そうしていると、椎名がふと何かに気づいたように霧崎へと向き、告げた。
「あの、ずっと気になってたんですけど、入り口にあるあの絨毯の向き、なんだかおかしくないですか? 敷き方というか、妙に気になって」
「絨毯?」
その言葉に霧崎だけでなく、隊員の皆が振り向いた。
確かに、入り口にあった絨毯は確かに少し変な感じがした。
単純に敷き方というか、ドアの前に敷くにしてもバランスが悪い。
何より、その絨毯だけが妙に新品の様に見えるのだ。
すぐさま霧崎が絨毯をどかし、確認すると取り外しが可能な取手となる部分があった。
「ここよ。入り口はここにある! 椎名ちゃん、ナイスね!」
霧崎にされるがまま頭を撫でられ、椎名は嬉しそうだ。
確かに入り口は死角だった。
来栖さんの持つ電子機器の探知機が無ければ、確実にこの小屋には何もないように偽装できる。

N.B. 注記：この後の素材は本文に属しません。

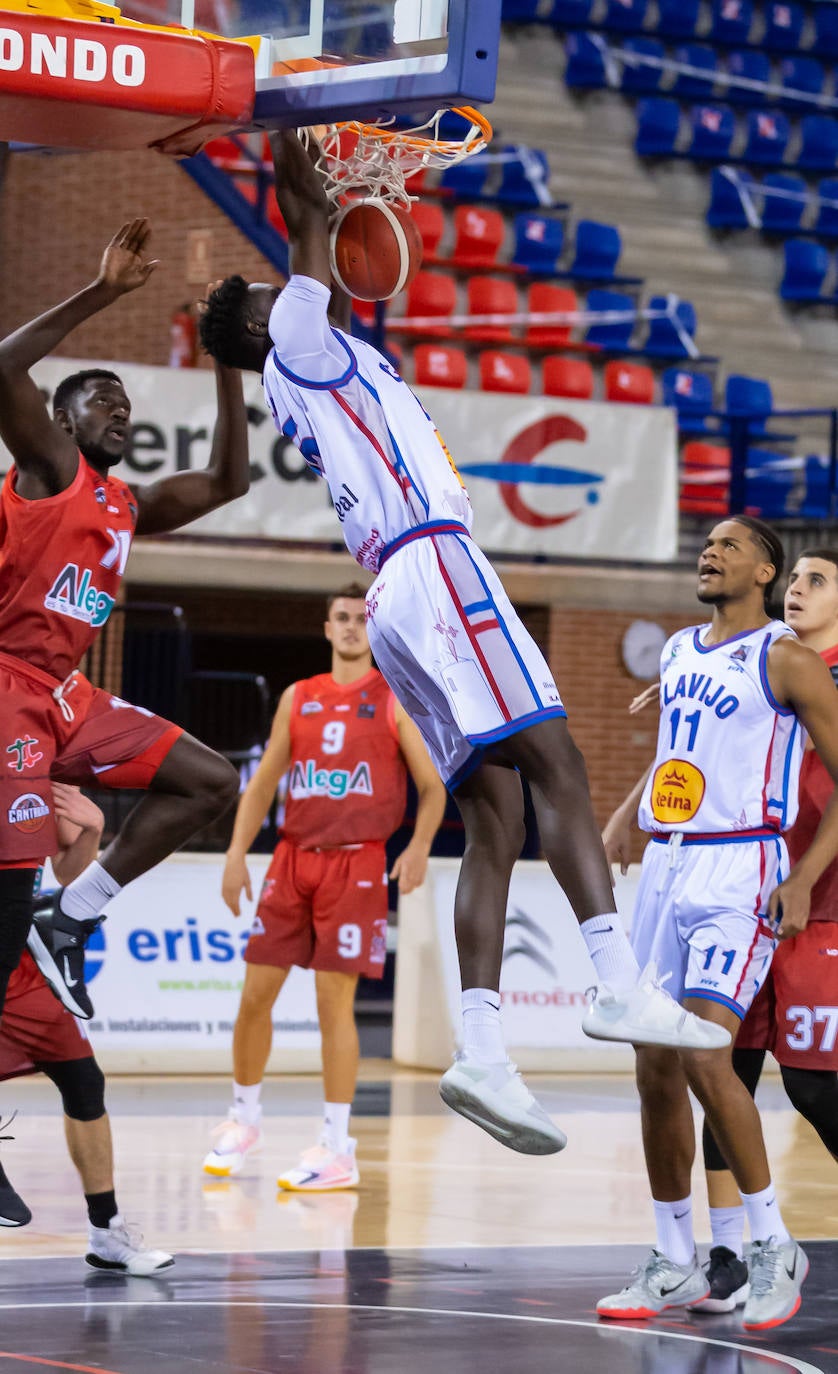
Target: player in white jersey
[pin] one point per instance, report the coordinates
(716, 895)
(452, 649)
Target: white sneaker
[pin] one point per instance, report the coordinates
(776, 1275)
(496, 1098)
(117, 1248)
(232, 1142)
(654, 1286)
(646, 1014)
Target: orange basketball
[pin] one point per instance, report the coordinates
(375, 249)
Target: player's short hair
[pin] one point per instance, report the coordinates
(353, 591)
(66, 390)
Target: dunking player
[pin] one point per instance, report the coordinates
(65, 535)
(324, 902)
(796, 1011)
(37, 1035)
(447, 639)
(734, 695)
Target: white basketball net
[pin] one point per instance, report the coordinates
(374, 160)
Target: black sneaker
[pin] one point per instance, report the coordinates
(57, 944)
(728, 1282)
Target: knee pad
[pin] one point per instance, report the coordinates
(81, 1086)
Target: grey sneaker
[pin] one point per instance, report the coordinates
(496, 1098)
(727, 1275)
(776, 1275)
(654, 1286)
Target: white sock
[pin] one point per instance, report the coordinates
(482, 1035)
(610, 952)
(673, 1222)
(764, 1216)
(246, 1102)
(727, 1227)
(89, 893)
(335, 1125)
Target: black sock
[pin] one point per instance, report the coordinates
(102, 1207)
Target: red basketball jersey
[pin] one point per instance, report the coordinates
(61, 565)
(346, 781)
(815, 790)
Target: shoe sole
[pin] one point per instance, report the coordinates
(525, 1139)
(52, 976)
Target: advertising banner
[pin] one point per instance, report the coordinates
(546, 476)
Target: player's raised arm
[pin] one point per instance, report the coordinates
(46, 456)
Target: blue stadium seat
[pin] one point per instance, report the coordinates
(704, 59)
(691, 395)
(804, 77)
(612, 337)
(767, 138)
(625, 15)
(676, 18)
(539, 242)
(658, 121)
(783, 25)
(805, 269)
(585, 69)
(713, 128)
(731, 21)
(819, 143)
(642, 80)
(780, 215)
(596, 252)
(662, 338)
(748, 66)
(726, 209)
(826, 224)
(522, 176)
(826, 29)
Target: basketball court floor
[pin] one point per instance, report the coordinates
(454, 1255)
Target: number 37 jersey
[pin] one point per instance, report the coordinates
(728, 755)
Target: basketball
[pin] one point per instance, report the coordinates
(375, 250)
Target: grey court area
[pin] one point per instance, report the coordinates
(370, 1311)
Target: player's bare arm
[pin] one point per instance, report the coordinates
(254, 804)
(46, 456)
(800, 679)
(411, 864)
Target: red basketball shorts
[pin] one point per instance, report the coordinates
(323, 908)
(70, 731)
(35, 1028)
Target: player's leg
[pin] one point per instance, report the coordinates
(87, 1130)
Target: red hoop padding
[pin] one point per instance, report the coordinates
(76, 84)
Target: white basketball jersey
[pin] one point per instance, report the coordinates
(728, 755)
(357, 425)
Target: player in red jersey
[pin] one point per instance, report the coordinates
(37, 1035)
(345, 742)
(66, 528)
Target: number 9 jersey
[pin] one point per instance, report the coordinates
(728, 753)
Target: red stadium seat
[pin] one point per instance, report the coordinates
(491, 296)
(504, 373)
(568, 377)
(434, 364)
(478, 235)
(629, 382)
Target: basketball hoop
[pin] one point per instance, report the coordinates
(374, 160)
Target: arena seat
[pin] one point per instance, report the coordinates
(629, 382)
(539, 242)
(478, 235)
(569, 377)
(504, 373)
(434, 364)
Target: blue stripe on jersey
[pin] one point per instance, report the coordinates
(502, 623)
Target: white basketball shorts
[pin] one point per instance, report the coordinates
(701, 914)
(445, 636)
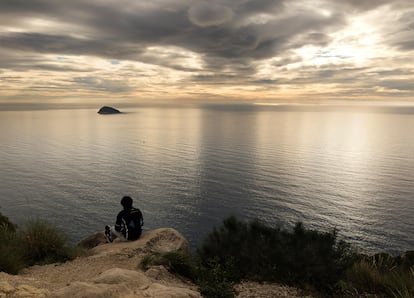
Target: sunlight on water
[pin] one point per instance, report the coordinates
(188, 168)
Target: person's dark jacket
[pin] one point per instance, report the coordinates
(129, 222)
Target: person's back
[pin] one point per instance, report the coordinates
(130, 223)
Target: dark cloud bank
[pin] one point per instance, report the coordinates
(231, 36)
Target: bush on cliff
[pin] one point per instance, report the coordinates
(262, 253)
(37, 242)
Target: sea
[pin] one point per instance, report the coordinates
(349, 168)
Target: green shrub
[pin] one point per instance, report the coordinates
(382, 273)
(42, 243)
(213, 280)
(37, 242)
(11, 257)
(301, 257)
(5, 222)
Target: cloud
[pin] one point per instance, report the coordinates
(260, 43)
(206, 14)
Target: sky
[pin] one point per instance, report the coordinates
(231, 50)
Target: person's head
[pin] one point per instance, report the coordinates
(126, 202)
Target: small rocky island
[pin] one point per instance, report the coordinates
(105, 110)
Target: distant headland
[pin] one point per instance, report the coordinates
(108, 110)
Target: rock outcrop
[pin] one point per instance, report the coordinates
(110, 270)
(108, 110)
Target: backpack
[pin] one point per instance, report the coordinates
(133, 224)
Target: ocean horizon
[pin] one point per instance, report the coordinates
(188, 167)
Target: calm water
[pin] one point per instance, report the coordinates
(188, 168)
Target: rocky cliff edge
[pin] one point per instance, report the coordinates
(110, 270)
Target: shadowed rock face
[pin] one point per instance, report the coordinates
(108, 270)
(108, 110)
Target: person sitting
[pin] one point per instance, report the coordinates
(128, 225)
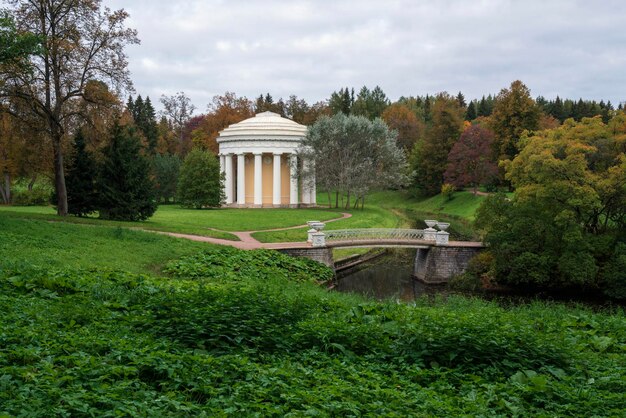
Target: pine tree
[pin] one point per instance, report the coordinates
(430, 155)
(149, 127)
(200, 183)
(81, 180)
(470, 114)
(461, 99)
(126, 191)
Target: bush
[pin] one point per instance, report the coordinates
(200, 183)
(39, 195)
(447, 190)
(126, 191)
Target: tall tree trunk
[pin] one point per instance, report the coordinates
(5, 192)
(31, 183)
(59, 176)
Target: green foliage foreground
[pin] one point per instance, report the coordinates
(232, 332)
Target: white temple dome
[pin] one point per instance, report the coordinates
(264, 126)
(259, 159)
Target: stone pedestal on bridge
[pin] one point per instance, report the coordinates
(322, 255)
(440, 264)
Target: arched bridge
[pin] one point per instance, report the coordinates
(437, 259)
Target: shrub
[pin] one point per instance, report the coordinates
(38, 195)
(200, 183)
(447, 190)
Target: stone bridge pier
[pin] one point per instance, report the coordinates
(435, 265)
(437, 259)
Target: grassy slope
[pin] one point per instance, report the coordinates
(42, 244)
(192, 221)
(236, 340)
(394, 209)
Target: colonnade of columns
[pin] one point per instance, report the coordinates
(238, 178)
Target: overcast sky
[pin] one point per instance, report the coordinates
(568, 48)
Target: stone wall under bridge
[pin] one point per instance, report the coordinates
(432, 265)
(436, 265)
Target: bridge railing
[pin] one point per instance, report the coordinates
(373, 234)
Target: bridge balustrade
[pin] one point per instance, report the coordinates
(373, 234)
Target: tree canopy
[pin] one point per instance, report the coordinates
(352, 155)
(566, 225)
(81, 42)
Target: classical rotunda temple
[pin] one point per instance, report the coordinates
(258, 157)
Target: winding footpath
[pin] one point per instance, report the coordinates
(247, 241)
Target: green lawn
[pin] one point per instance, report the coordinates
(92, 324)
(395, 209)
(172, 218)
(389, 209)
(41, 244)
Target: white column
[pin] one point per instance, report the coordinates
(313, 188)
(306, 186)
(293, 180)
(277, 183)
(229, 178)
(241, 179)
(258, 179)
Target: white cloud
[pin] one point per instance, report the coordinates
(310, 48)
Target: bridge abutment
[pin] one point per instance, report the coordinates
(440, 264)
(323, 255)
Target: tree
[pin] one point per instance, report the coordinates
(23, 151)
(429, 157)
(470, 162)
(200, 183)
(223, 111)
(81, 179)
(513, 113)
(144, 115)
(125, 189)
(471, 114)
(370, 104)
(267, 104)
(566, 225)
(81, 42)
(352, 155)
(341, 102)
(16, 47)
(178, 108)
(460, 98)
(166, 169)
(399, 116)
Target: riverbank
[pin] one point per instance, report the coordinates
(108, 321)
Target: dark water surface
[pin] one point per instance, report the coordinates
(391, 277)
(387, 277)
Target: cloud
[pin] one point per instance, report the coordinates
(311, 48)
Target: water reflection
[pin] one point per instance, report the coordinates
(387, 277)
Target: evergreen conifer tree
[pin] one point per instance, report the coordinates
(200, 183)
(81, 180)
(126, 191)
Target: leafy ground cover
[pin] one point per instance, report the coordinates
(219, 332)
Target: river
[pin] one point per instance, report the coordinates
(387, 277)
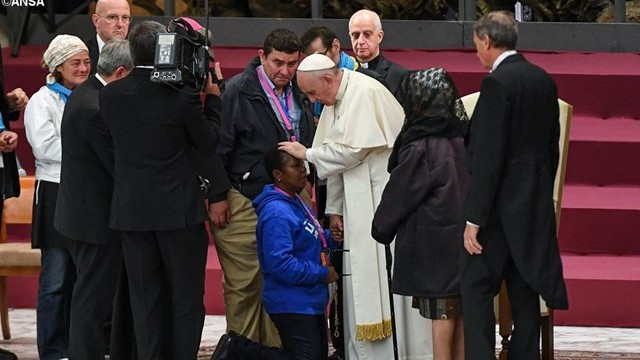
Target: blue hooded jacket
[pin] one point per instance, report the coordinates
(289, 252)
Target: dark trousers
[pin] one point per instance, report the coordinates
(304, 337)
(54, 303)
(336, 308)
(482, 276)
(123, 339)
(97, 270)
(165, 271)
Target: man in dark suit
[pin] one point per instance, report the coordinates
(157, 201)
(111, 19)
(365, 32)
(10, 106)
(511, 225)
(84, 202)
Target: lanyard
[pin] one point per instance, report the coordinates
(323, 240)
(287, 105)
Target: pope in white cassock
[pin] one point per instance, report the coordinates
(351, 148)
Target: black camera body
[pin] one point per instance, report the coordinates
(182, 56)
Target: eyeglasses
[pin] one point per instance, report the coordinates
(113, 18)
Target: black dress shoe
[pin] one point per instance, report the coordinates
(7, 355)
(221, 351)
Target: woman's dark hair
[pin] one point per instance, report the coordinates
(276, 159)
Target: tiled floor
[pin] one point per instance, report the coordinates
(23, 341)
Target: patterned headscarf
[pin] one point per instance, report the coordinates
(61, 48)
(432, 107)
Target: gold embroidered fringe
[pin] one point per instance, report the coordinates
(373, 332)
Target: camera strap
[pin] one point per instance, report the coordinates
(283, 110)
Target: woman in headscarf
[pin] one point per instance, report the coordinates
(67, 59)
(422, 202)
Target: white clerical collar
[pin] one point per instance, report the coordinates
(500, 58)
(100, 43)
(101, 79)
(343, 84)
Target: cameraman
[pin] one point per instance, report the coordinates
(157, 201)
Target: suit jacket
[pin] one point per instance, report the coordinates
(513, 156)
(392, 73)
(155, 130)
(86, 179)
(10, 179)
(94, 52)
(250, 128)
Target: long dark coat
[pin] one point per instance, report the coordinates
(422, 203)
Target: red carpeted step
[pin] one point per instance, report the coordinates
(603, 291)
(601, 151)
(603, 220)
(213, 295)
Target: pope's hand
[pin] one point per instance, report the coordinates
(294, 149)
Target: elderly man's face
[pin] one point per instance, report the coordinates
(279, 66)
(112, 19)
(317, 88)
(365, 38)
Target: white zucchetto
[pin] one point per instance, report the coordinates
(316, 62)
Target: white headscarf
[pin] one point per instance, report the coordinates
(61, 48)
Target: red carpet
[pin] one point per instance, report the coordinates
(601, 206)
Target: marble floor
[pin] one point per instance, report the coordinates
(619, 340)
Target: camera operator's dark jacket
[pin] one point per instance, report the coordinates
(250, 128)
(155, 130)
(10, 180)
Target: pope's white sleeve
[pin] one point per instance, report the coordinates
(335, 195)
(332, 159)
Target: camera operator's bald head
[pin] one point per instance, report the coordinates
(111, 19)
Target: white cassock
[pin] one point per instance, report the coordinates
(351, 149)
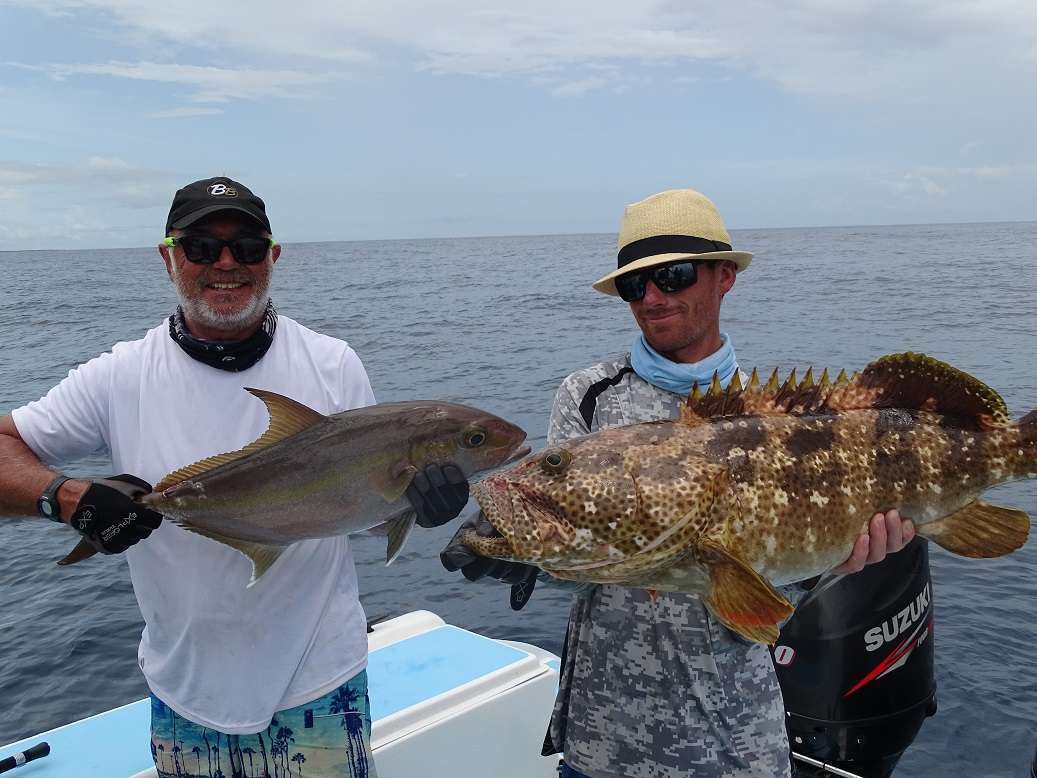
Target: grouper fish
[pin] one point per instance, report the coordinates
(311, 475)
(761, 485)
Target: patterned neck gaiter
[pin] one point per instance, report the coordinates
(232, 356)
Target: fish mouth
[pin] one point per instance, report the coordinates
(485, 539)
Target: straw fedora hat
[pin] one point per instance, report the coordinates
(672, 225)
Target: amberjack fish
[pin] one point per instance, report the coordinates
(311, 475)
(766, 484)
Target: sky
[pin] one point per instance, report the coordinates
(405, 118)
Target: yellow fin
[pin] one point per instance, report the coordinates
(399, 530)
(261, 555)
(740, 598)
(980, 530)
(82, 551)
(286, 418)
(399, 479)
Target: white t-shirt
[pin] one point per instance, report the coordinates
(219, 654)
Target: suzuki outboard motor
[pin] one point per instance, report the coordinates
(856, 666)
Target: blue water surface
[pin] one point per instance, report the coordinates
(498, 323)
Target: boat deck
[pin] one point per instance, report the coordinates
(429, 683)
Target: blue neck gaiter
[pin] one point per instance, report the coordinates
(678, 377)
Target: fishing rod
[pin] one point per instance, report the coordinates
(36, 752)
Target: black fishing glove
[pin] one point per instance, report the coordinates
(438, 494)
(108, 517)
(457, 556)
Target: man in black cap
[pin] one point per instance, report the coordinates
(213, 657)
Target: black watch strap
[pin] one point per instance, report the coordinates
(48, 504)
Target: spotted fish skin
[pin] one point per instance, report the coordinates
(760, 487)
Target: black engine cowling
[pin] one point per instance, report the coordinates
(856, 666)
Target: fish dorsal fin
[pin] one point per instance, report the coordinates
(286, 418)
(775, 397)
(908, 381)
(918, 382)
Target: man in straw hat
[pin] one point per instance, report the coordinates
(657, 687)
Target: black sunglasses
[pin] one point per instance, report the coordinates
(672, 277)
(206, 250)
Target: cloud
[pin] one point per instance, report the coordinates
(212, 84)
(576, 88)
(99, 178)
(187, 112)
(912, 51)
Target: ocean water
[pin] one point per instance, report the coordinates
(498, 323)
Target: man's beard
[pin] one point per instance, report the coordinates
(196, 309)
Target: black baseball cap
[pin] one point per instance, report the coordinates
(209, 195)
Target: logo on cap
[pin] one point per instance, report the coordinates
(222, 189)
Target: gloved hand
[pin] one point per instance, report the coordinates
(108, 517)
(438, 495)
(457, 556)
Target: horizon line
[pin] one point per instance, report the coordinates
(567, 234)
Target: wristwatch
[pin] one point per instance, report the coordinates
(48, 504)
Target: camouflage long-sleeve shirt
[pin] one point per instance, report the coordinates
(656, 689)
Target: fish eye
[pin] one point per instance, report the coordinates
(474, 438)
(556, 462)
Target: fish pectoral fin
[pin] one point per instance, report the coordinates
(82, 551)
(399, 479)
(399, 530)
(260, 554)
(980, 530)
(286, 418)
(740, 598)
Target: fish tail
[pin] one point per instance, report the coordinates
(1028, 425)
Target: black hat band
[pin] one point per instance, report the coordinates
(669, 245)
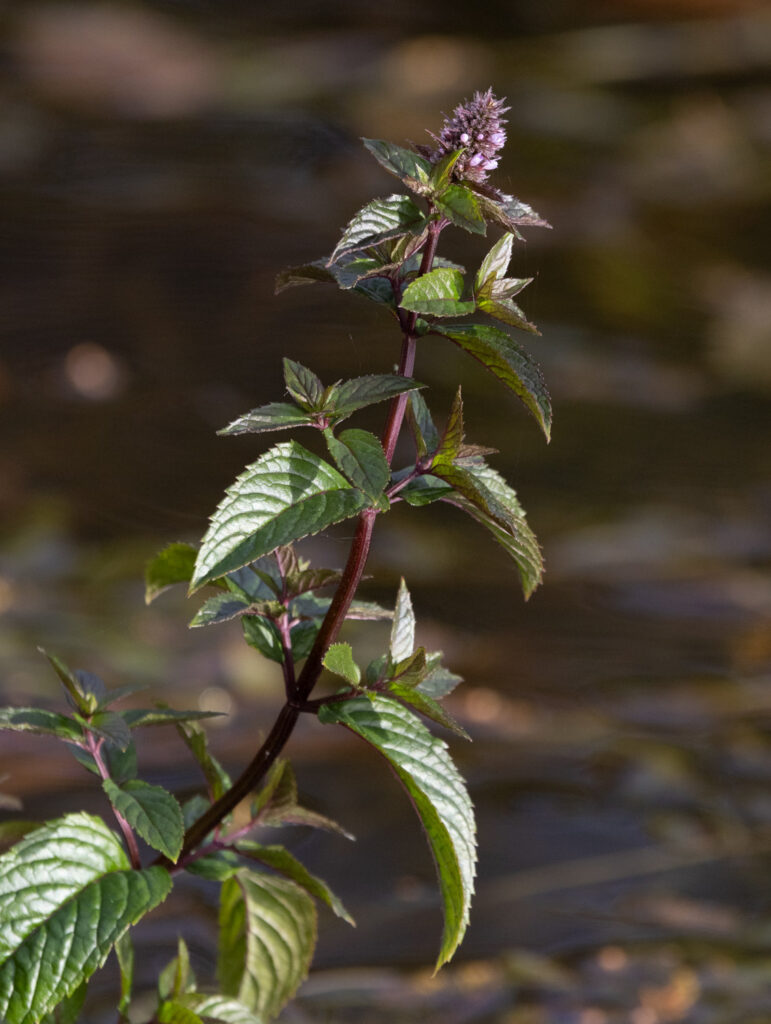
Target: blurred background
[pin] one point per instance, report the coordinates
(160, 162)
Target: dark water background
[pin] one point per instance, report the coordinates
(160, 164)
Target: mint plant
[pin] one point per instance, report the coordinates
(72, 889)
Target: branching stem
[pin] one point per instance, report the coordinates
(301, 689)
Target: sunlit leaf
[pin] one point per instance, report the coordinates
(67, 895)
(152, 811)
(287, 494)
(172, 565)
(267, 935)
(507, 360)
(437, 293)
(438, 794)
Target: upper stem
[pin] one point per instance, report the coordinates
(333, 621)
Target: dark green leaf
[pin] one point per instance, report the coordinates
(219, 608)
(282, 860)
(67, 895)
(349, 396)
(339, 659)
(267, 935)
(402, 630)
(263, 636)
(425, 489)
(437, 791)
(428, 707)
(44, 722)
(274, 416)
(124, 950)
(452, 439)
(152, 811)
(177, 977)
(303, 385)
(516, 537)
(461, 206)
(111, 725)
(359, 456)
(496, 263)
(378, 221)
(174, 564)
(425, 433)
(507, 360)
(137, 718)
(217, 778)
(210, 1008)
(437, 294)
(443, 170)
(414, 170)
(287, 494)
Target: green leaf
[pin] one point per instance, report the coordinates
(195, 738)
(67, 895)
(411, 168)
(263, 636)
(112, 725)
(428, 707)
(359, 456)
(496, 263)
(287, 494)
(213, 1008)
(274, 416)
(267, 935)
(510, 212)
(442, 171)
(461, 206)
(174, 564)
(219, 608)
(124, 950)
(339, 659)
(177, 977)
(152, 811)
(514, 536)
(425, 489)
(303, 385)
(69, 1011)
(282, 860)
(40, 721)
(402, 630)
(137, 718)
(439, 796)
(507, 360)
(421, 424)
(437, 293)
(496, 300)
(452, 439)
(378, 221)
(349, 396)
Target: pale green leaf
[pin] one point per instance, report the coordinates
(507, 360)
(439, 796)
(267, 935)
(402, 629)
(287, 494)
(172, 565)
(67, 895)
(274, 416)
(379, 221)
(461, 206)
(282, 860)
(339, 659)
(437, 293)
(152, 811)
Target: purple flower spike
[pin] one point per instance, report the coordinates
(477, 127)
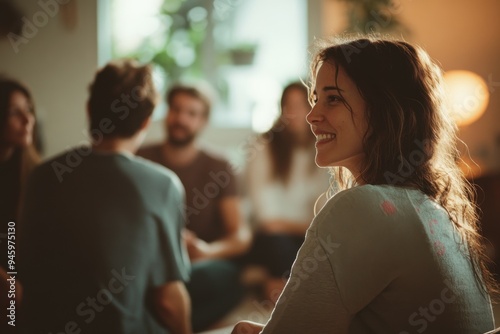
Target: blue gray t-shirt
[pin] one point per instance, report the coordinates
(100, 233)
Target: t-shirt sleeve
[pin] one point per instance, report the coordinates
(173, 249)
(369, 255)
(310, 302)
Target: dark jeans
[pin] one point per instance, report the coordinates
(275, 252)
(214, 289)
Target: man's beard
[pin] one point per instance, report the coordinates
(180, 141)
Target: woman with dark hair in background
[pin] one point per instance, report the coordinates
(283, 185)
(396, 249)
(18, 157)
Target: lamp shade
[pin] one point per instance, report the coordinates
(468, 96)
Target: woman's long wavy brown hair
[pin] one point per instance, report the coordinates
(411, 139)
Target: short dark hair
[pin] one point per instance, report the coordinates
(122, 94)
(191, 91)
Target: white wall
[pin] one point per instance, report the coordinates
(57, 64)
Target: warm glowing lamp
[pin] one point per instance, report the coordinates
(468, 96)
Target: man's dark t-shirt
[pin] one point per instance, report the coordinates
(96, 242)
(207, 180)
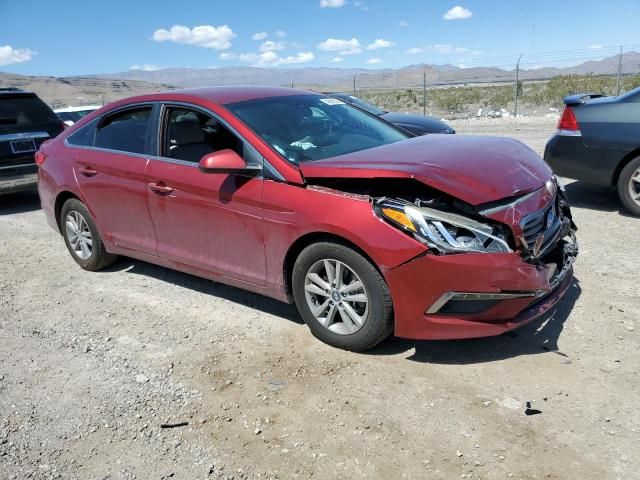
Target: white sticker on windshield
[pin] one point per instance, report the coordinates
(332, 101)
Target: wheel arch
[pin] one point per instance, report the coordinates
(308, 239)
(623, 163)
(61, 198)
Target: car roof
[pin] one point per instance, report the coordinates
(225, 95)
(14, 91)
(77, 109)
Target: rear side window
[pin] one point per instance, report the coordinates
(85, 136)
(24, 111)
(125, 131)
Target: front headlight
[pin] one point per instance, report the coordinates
(444, 231)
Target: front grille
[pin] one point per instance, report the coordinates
(545, 222)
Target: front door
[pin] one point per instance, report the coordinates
(111, 176)
(208, 221)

そこまでしてでも、隠したい物がこの下にあるということだろう。
早速、父と織田が下へと続く道を照らしながら、確認をしていく。
「梯子になっているな。どうやらここから下りていかなければいけないようだ」
「どこまで続いているの?」
「そこまで深くはないよ。二メートルもないし、ライトで照らしてるけど、特に危険なものは見当たらない。俺が先に先行する」
織田が、梯子を下りて先に進んでいった。
その後、下の安全を確認したのだろう、合図があった。
「大丈夫です! 特に危険はありません!」
「よし、では来栖が次に下りて、その後、修二と椎名ちゃんが下りてくれ。霧崎と俺は最後に下りる」
父の指示の下、修二達は順番に梯子を掴み、下りていく。
地下は小屋の中とは違い、コンクリートの壁であった。目の前に扉があり、それ以外の周りは壁で囲まれている。
「よし、突入するぞ。君達は後ろに隠れてるんだ」
「分かりました」
「は、はい」
こくりと頷き、父と織田、来栖の三名が銃を構え、扉を開けて突入した。
修二と椎名は銃撃戦を予想し、身構えていたがそうはならなかった。
「ここは……やはり地下施設というべきか。広いな」
扉を開けた先は、世界が変わったかのような場所であった。
何の素材を使っているのか、白い壁が部屋を豪華に彩っている。
受付のようなものもありはしたが、そこに人はいない。
置かれていたのはPCが一台あっただけで、他には何もなかった。
「拍子抜け……ですね。てっきり、敵が待ち構えているものかと思いましたが」
「油断するな、織田。誰もいない以上、罠が仕掛けられていてもおかしくはない。……が、確かに妙な雰囲気ではあるな」
中は電気がついていた為、誰かがここにいたという痕跡としてはあったのだ。
しかし、そこに誰もいないということが妙であり、こちらの侵入がバレているという可能性も否定できないでいた。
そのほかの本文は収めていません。